On 12/10/21 5:27 PM, Wells Oliver
wrote:
PG 13.4. Can't quite run the EXPLAIN ANALYZE since it takes so long, but EXPLAIN SELECT DISTINCT game_id FROM vw_joints shows (s = joints, p = plays)
----------------------------------------------------------------------------------------------------
HashAggregate (cost=63810150.11..63810168.40 rows=1829 width=4)
Group Key: p.game_id
-> Hash Left Join (cost=21647.78..60977838.19 rows=1132924766 width=4)
Hash Cond: (s.play_uuid = p.play_uuid)
-> Append (cost=0.00..57982241.49 rows=1132924766 width=16)
-> Seq Scan on joints_2021_01 s_1 (cost=0.00..13.00 rows=300 width=16)
-> Seq Scan on joints_2021_02 s_2 (cost=0.00..13.00 rows=300 width=16)
-> Seq Scan on joints_2021_03 s_3 (cost=0.00..13.00 rows=300 width=16)
-> Seq Scan on joints_2021_04 s_4 (cost=0.00..2217902.16 rows=49859816 width=16)
-> Seq Scan on joints_2021_05 s_5 (cost=0.00..2965019.35 rows=63440735 width=16)
-> Seq Scan on joints_2021_06 s_6 (cost=0.00..3797848.89 rows=85688889 width=16)
-> Seq Scan on joints_2021_07 s_7 (cost=0.00..5867829.24 rows=115975424 width=16)
-> Seq Scan on joints_2021_08 s_8 (cost=0.00..17274328.41 rows=380175741 width=16)
-> Seq Scan on joints_2021_09 s_9 (cost=0.00..18226427.88 rows=393209088 width=16)

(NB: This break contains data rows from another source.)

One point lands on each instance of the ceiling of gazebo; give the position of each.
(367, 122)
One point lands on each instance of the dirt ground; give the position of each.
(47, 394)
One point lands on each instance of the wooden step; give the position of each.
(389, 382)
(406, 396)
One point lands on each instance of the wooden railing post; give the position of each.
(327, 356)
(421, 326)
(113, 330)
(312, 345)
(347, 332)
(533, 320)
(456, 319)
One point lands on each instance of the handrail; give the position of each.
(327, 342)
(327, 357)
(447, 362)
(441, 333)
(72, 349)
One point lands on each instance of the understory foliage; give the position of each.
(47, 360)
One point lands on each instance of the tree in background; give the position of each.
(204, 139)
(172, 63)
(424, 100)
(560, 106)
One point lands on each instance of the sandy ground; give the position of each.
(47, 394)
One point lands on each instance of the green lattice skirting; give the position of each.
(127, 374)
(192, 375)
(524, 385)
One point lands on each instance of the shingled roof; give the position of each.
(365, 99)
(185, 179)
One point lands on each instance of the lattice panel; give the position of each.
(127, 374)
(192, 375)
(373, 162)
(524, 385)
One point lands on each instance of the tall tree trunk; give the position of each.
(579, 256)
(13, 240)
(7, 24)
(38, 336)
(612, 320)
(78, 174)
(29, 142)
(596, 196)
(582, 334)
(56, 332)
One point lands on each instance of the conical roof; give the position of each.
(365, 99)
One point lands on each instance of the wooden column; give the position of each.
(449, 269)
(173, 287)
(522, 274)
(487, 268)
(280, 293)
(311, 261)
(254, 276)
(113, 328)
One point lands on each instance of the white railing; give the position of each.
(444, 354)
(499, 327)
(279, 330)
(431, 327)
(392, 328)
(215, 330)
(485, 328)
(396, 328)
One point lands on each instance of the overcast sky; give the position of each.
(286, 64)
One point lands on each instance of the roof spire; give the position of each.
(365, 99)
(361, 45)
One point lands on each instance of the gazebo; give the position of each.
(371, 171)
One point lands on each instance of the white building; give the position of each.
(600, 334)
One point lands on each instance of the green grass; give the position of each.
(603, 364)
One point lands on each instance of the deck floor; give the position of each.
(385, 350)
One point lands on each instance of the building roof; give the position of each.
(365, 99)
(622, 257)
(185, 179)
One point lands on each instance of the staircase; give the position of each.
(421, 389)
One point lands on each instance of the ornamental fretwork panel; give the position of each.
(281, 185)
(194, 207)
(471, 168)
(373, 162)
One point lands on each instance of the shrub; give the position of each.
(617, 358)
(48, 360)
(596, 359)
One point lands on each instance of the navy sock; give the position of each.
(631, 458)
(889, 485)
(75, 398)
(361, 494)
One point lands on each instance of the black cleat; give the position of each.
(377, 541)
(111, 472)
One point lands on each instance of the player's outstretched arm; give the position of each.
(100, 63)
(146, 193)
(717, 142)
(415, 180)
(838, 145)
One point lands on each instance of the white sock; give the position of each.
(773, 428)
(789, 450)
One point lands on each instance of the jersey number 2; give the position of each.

-> Seq Scan on joints_2021_10 s_10 (cost=0.00..1942824.01 rows=44003201 width=16)
-> Seq Scan on joints_2021_11 s_11 (cost=0.00..25385.72 rows=570672 width=16)
-> Seq Scan on joints_2021_12 s_12 (cost=0.00..13.00 rows=300 width=16)
-> Hash (cost=14292.90..14292.90 rows=588390 width=20)
-> Seq Scan on plays p (cost=0.00..14292.90 rows=588390 width=20)
JIT:
Functions: 34
Options: Inlining true, Optimization true, Expressions true, Deforming true
(22 rows)
On Fri, Dec 10, 2021 at 3:17 PM Ron <ronljohnsonjr@xxxxxxxxx> wrote:
On 12/10/21 4:53 PM, Wells Oliver wrote:
> This feels very 101 but I feel like it should be much faster:
>
> A table "joints" with a PK of play_uuid, target_id, joint_seq,
> joint_timestamp.
>
> "joints" is partitioned using RANGE on joint_timestamp for monthly
> partitions 1/1 - 2/1, 2-1 - 3/1, etc.
>
> "joints" has an FK where play_uuid refers to table "plays" and
> column "play_uuid" where "play_uuid" is the PK.
>
> "plays" additionally has an indexed column game_id.
>
> "joints" has 1133,932,391 rows across 12 monthly partitions for 2021, and
> "plays has 585,627 rows. We made a view called "vw_joints" which just does:
>
> SELECT * FROM joints JOIN plays USING (play_id);
>
> Then doing:
>
> SELECT DISTINCT game_id FROM vw_joints
>
> Takes 35-45 minutes. Which seems nuts. We do this kind of design in a few
> different plays to normalize things, but it comes at the cost of these
> agonizingly slow (and seemingly dead simple) qeuries.
>
> Is there any optimization to do here beyond flattening table and
> de-normalizing data? Is the partitioning causing a slowness here? I feel
> like partitioning is creating some difficulty...
What Postgresql version?
What does the query plan look like?
--
Angular momentum makes the world go 'round.
--
Wells Oliver
wells.oliver@xxxxxxxxx
--
Angular momentum makes the world go 'round.
Angular momentum makes the world go 'round.